Microsoft Eclipses Apple To Become Most Valuable U.S. Company
Microsoft finished the trading day with a $990.87 billion market capitalization after its share price hit the $130.51 threshold that boosted it to $1 trillion.
Microsoft moved ahead of Apple today to become the most valuable U.S. company after a stock surge boosted its market capitalization to $1 trillion for the first time in regular trading following better-than-expected quarterly earnings reported after Wednesday’s closing bell.
Microsoft finished the trading day with a $990.87 billion market capitalization after its share price hit the $130.51 threshold that boosted it to $1 trillion.
The Redmond, Wash.-based company’s stock closed at $129.01, up 3.31 percent from yesterday’s closing price, after reaching a new 52-week high of $131.37.
Market capitalization – or “market cap” – is the total dollar market value of a publicly traded company's outstanding stock shares, calculated by multiplying the number of outstanding shares by the current per-share price. The metric is used by investors to measure a company’s size.
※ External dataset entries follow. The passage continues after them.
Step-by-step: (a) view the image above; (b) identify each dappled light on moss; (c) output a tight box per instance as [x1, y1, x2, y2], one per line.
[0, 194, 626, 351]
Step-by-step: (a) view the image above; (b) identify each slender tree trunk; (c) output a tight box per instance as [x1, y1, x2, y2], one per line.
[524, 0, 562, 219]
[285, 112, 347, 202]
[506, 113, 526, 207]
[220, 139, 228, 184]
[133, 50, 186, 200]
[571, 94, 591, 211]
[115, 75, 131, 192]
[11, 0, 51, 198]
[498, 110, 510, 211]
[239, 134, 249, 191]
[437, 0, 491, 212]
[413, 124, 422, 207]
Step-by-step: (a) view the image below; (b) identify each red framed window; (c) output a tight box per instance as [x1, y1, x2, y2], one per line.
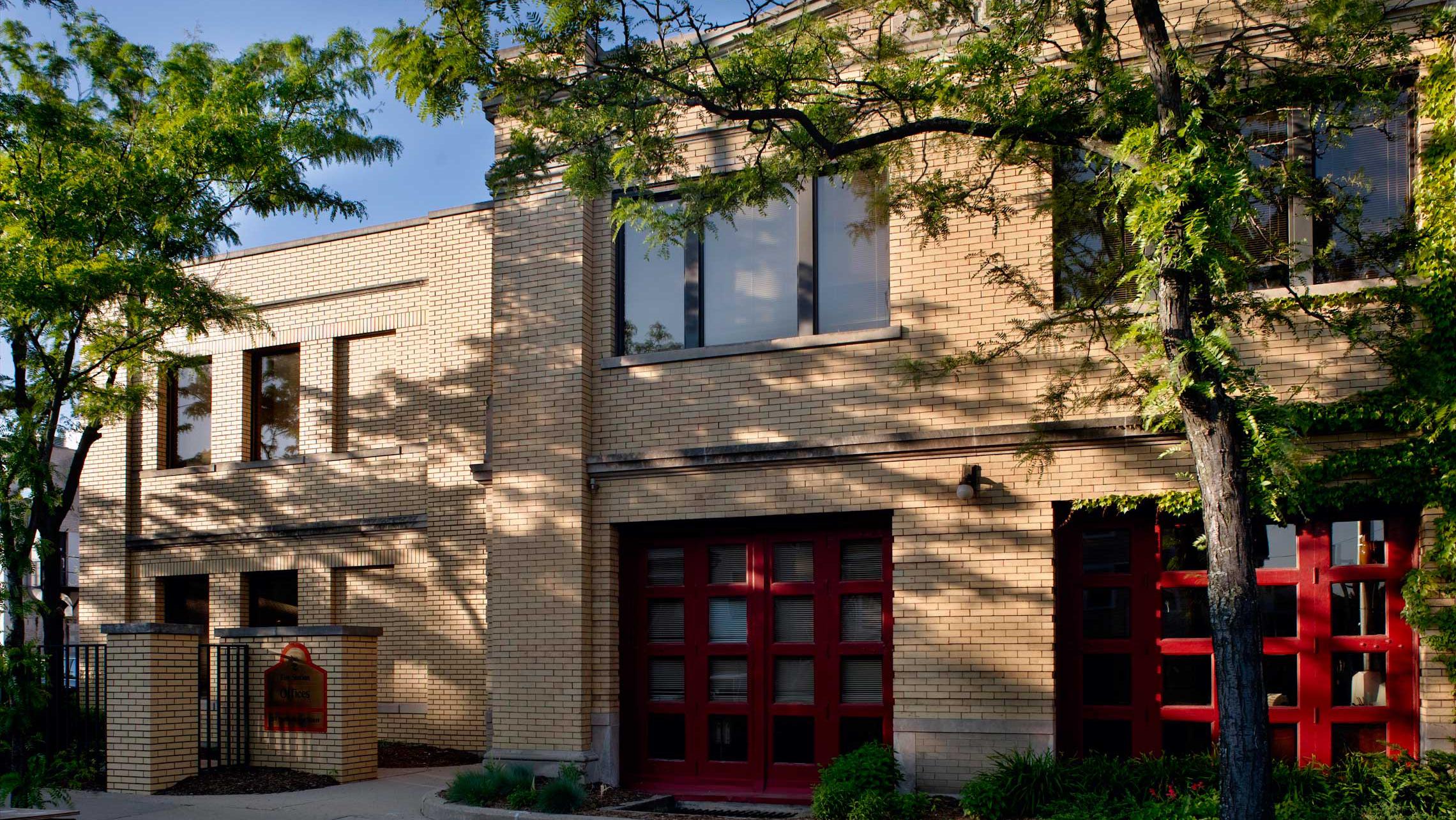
[1056, 515, 1418, 763]
[622, 529, 891, 794]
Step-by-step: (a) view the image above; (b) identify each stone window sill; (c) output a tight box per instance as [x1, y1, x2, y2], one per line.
[141, 441, 430, 478]
[600, 325, 904, 370]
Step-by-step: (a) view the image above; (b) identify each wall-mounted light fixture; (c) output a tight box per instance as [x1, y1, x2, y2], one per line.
[955, 465, 982, 501]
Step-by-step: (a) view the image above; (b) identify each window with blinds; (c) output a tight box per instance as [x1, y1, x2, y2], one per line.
[773, 596, 814, 644]
[708, 657, 748, 704]
[646, 598, 683, 644]
[838, 595, 884, 642]
[773, 655, 814, 704]
[708, 543, 748, 584]
[838, 539, 884, 581]
[838, 655, 885, 704]
[646, 546, 683, 587]
[648, 658, 687, 701]
[773, 542, 814, 582]
[708, 597, 748, 644]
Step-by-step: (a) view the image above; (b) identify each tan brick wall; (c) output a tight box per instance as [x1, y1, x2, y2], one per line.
[220, 635, 379, 785]
[106, 634, 198, 794]
[73, 4, 1452, 789]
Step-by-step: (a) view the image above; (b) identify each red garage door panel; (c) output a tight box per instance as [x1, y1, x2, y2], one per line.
[622, 524, 891, 797]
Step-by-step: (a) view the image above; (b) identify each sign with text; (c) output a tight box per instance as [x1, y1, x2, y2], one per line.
[264, 644, 329, 731]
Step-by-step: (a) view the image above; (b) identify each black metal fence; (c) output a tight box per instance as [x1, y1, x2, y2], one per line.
[41, 644, 106, 772]
[197, 644, 252, 770]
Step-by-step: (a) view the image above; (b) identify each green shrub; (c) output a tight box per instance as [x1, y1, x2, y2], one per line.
[849, 791, 930, 820]
[811, 743, 903, 820]
[536, 777, 587, 814]
[961, 752, 1077, 820]
[505, 787, 536, 811]
[446, 769, 496, 805]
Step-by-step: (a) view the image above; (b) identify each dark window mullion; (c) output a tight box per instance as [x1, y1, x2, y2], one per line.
[683, 233, 703, 348]
[796, 179, 818, 337]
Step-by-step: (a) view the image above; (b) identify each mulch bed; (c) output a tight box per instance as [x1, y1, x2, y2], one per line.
[157, 766, 339, 795]
[379, 741, 483, 769]
[440, 778, 652, 817]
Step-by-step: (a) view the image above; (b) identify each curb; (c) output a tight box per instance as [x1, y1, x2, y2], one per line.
[420, 794, 602, 820]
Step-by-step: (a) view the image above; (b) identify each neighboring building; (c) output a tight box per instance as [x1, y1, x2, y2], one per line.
[82, 3, 1452, 795]
[0, 447, 82, 644]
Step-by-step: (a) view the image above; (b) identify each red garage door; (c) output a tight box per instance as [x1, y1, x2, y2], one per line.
[622, 524, 891, 795]
[1057, 515, 1418, 763]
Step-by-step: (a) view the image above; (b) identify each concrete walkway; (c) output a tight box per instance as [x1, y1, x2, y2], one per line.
[72, 766, 470, 820]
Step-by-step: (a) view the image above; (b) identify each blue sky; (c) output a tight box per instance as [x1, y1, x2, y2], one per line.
[11, 0, 492, 248]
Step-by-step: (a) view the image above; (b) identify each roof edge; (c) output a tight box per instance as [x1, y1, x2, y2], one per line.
[188, 199, 495, 265]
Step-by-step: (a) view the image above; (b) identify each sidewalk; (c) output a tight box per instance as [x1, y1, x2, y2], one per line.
[72, 766, 470, 820]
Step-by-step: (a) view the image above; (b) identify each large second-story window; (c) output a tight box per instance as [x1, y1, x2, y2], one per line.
[252, 347, 298, 460]
[1052, 96, 1413, 306]
[167, 363, 213, 467]
[618, 176, 890, 354]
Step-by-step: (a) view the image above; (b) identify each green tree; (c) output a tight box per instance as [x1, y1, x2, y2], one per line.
[373, 0, 1456, 820]
[0, 9, 399, 805]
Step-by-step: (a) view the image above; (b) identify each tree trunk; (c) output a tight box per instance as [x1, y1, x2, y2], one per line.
[1133, 0, 1274, 820]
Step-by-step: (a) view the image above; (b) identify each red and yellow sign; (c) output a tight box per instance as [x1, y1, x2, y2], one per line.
[264, 644, 329, 731]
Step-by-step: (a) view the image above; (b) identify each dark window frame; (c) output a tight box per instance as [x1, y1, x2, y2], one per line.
[612, 175, 888, 355]
[1051, 91, 1420, 307]
[248, 344, 303, 462]
[165, 357, 213, 469]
Microsoft joined Apple and Amazon.com as the only U.S. companies to reach the $1 trillion mark. Apple, which hit the $1 trillion mark first last August, had a $967.95 billion market cap yesterday. Amazon.com, which reached the $1 trillion mark in September, had a $936.01 billion market cap yesterday.
Microsoft declined to comment on the market cap milestone.
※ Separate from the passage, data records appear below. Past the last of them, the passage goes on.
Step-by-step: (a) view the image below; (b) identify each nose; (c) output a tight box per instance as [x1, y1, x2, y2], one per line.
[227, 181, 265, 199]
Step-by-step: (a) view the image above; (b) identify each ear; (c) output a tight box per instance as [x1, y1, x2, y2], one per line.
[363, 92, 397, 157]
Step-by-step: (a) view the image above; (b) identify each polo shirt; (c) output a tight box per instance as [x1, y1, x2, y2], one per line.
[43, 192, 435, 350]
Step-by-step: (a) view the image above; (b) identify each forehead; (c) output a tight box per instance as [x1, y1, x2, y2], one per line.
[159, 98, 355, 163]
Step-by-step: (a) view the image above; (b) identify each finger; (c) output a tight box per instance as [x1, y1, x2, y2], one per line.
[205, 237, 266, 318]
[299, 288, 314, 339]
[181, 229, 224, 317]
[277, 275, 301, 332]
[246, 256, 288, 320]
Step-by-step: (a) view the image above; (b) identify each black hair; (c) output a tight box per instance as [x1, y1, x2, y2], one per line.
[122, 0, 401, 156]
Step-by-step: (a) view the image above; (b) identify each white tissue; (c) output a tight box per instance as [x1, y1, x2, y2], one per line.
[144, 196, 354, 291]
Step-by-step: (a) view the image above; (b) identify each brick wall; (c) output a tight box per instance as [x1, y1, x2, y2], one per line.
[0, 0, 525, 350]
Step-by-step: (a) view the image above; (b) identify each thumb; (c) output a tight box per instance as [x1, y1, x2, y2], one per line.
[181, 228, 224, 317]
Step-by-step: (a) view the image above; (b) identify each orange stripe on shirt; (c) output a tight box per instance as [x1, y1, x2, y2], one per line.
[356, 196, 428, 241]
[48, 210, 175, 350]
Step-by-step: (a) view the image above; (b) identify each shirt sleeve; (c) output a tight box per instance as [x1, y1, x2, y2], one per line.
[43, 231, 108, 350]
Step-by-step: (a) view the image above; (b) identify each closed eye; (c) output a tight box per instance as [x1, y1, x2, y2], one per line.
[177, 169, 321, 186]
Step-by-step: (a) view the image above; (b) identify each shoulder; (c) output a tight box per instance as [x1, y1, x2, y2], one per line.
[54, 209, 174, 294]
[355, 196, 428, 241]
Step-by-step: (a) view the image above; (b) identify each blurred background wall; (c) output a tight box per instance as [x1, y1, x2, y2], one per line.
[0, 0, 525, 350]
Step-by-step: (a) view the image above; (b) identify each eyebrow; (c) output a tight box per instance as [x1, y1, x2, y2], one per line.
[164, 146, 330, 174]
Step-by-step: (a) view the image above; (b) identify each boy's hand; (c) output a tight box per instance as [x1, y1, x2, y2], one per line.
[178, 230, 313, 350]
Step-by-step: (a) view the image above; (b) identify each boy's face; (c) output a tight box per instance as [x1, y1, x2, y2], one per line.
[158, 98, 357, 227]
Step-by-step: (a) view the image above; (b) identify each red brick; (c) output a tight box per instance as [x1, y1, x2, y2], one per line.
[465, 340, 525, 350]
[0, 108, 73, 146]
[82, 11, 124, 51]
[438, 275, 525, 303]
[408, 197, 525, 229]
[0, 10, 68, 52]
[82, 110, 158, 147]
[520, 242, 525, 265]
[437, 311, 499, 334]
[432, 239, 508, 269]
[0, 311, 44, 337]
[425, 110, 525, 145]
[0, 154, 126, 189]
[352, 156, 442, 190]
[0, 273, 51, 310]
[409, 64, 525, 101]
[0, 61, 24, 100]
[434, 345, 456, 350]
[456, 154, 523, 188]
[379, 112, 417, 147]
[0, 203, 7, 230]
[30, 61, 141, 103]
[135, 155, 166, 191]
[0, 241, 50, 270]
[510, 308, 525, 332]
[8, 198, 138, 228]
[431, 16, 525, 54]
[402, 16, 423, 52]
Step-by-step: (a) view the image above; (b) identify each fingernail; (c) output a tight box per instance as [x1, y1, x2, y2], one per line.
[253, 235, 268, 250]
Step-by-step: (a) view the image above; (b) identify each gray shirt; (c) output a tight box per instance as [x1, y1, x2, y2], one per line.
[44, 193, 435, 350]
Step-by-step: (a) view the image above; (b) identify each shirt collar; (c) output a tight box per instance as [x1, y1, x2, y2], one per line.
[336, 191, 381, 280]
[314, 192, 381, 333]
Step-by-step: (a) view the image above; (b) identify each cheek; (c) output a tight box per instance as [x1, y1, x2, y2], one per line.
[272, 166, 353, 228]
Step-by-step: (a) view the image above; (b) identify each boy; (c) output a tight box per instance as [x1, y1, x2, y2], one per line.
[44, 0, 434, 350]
The company reported third-quarter net income of $8.8 billion for the period ended March 31, a 19 percent increase from the same quarter last year, on revenue that climbed 14 percent to $30.6 billion.
Microsoft’s Intelligent Cloud division saw a 22 percent increase in revenue to $9.7 billion, fueled by 73 percent growth in its Microsoft Azure hybrid hyper-scale cloud business.
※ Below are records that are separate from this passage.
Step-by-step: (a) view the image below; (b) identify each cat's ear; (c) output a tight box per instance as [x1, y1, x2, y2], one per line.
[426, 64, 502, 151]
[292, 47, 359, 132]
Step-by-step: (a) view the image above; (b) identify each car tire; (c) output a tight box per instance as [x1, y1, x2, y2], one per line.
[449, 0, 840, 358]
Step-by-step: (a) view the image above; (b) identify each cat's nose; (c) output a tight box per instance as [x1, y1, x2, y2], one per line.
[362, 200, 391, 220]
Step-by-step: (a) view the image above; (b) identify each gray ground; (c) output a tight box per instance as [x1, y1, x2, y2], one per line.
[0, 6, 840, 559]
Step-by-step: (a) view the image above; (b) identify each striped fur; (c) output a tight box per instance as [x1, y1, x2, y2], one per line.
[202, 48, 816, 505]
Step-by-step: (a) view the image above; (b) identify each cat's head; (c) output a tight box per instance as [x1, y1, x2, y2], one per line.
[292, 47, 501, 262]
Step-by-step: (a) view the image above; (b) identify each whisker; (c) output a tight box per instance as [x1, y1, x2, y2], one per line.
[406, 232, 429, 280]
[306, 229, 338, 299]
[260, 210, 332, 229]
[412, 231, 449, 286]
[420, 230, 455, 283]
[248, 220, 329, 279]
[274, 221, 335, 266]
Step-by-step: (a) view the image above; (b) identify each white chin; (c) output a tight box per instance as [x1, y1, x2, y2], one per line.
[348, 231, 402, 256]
But Jefferies analyst John DiFucci questions whether Microsoft’s cloud growth will ever result in material profit and whether the out-performance of Microsoft's Windows OEM revenue can continue. Both seem to be implied in Microsoft’s stock price, he said in a research note today.
“Our concern has not been about (Azure) revenue growth, it’s been about the long-term profit of this business,” DiFucci said in a research note today. “Most investors seem to think that Azure will evolve similar to AWS (Amazon Web Services), expanding margins with scale. While we also expect that to happen directionally, we have questioned whether Microsoft will ever see the profit margin of AWS at similar scale.”
Microsoft’s stock lift also was helped by its outlook for the next fiscal year for double-digit growth in revenue and operating profit – an “impressive feat” for a company of its scale, according to DiFucci.